From Dr. P. L. Curran's Book "The Native Lowland Sheep of Galway & Roscommon"
Ireland's Old Breeds of Livestock:
The efforts which have been made, and which continue to be made, to increase the productivity of livestock reduce their genetic diversity. The prospect of cloning greatly increases that threat. Because the modern highly productive breeds give greatest output in intensive farming systems, there has been a reduction in total numbers within the more traditional breeds and an extinction of some breeds. The expression "extinction is forever" continues to have validity with regard to the loss of rare breeds of domestic livestock. It is true that advances in DNA technology may enable ancient species to be recovered from portions of mummified tissue preserved by chance in unusual circumstances, but the application of such technology is most unlikely where rare breeds are concerned. The advantages of viewing living, breathing specimens - conserved through traditional farming methods on terra firma - is self-evident.
The Galway Sheep
Even primitive (as opposed to traditional and modern) breeds may be bearers of genes which could prove useful in changed circumstances. Thus, all livestock breeds - primitive, traditional and modern - are worthy of conservation. The Roscommon Long-wool breed of sheep probably is quite extinct at this stage, but may have conformed to our notion of 'traditional'. Its close-relative, the Galway, is another long-wool breed, but it continues to have a place in modem farming. The official descriptions of these two breeds reveal something of their similarities and reflect ancestral relationships. The Roscommon was larger, more long-legged and slower maturing than its surviving relative which has a better quality fleece. Unfortunately, the poor price commanded by wool at this time is just about adequate to pay for the cost of shearing.
Reasons for Conservation:
In most cases, each of the primitive and each of the traditional breeds is associated with a particular country or province or district. They contribute to environmental diversity and counteract the monotony of uniformity. Some display distinctive territorial behaviour in their natural setting. They represent part of the heritage, history, the way-of-life and the landscape of an area. This cultural dimension to these two breed categories becomes more important with the passage of time, and their continued existence becomes a resource for rural tourism. In some cases craft products (such as báinín knitwear) form part of the culture and the tourism.
Those of us who have lived through most of the 20th century are acutely aware of the extraordinary environmental change which has taken place -environment being the conditions or influences under which any person or thing lives or is developed. Despite all our technological advances, uncertainty remains as a major characteristic of the future. In changed circumstances some of the genes or gene combinations in primitive and in traditional breeds may prove useful to mankind, and the financial poverty of many civilizations keeps modern technology as a distant prospect. For this reason all such breeds should be conserved. Furthermore, there are dimensions of science that impact on heritage. For example, the reconstruction of evolutionary pathways to demonstrate relationships between breeds can reveal affinities or connections between cultures.

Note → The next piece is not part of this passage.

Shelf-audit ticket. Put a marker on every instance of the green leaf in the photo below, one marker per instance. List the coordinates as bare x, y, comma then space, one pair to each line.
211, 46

Some aspects of farming have been affected by vagaries of fashion. Subjective showing decisions, followed by inordinate publicity for the winning animals, gave rise to fashionable strains within modern breeds with a consequent erosion of less publicised strains. Merit classes based on objective measurements are a much better method for selecting superior animals and can be applied also to the less prominent breeds, but intense selection may narrow the genetic base.

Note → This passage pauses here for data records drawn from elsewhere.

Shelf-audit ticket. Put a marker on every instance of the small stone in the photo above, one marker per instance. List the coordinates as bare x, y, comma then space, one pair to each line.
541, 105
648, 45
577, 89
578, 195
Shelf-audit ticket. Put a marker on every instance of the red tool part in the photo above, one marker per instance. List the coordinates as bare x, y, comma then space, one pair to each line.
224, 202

Commercial livestock units frequently have successful enterprises based on a specific programme of cross-breeding, that is established breeds are used to produce vigorous cross-bred parents of the commercial end-product. A breed cannot continue in existence unless there is a central core or nucleus of pedigree stock which maintains the essential characteristics of the breed, which has become - through selection - "an artificial product" compared to the ancient ancestral race. Such intense selection pressures generate a move towards homogeneity within the breeds useful in commercial farming. The trend needs to be counteracted by the conservation of diversity within traditional sub-populations maintained to some degree outside of mainstream agriculture. The revenues to support such enterprises are generated in the tourist sector rather than in the food production sector. Heritage parks have an important part to play in this matter - a part which is not yet properly delineated and organised in this country.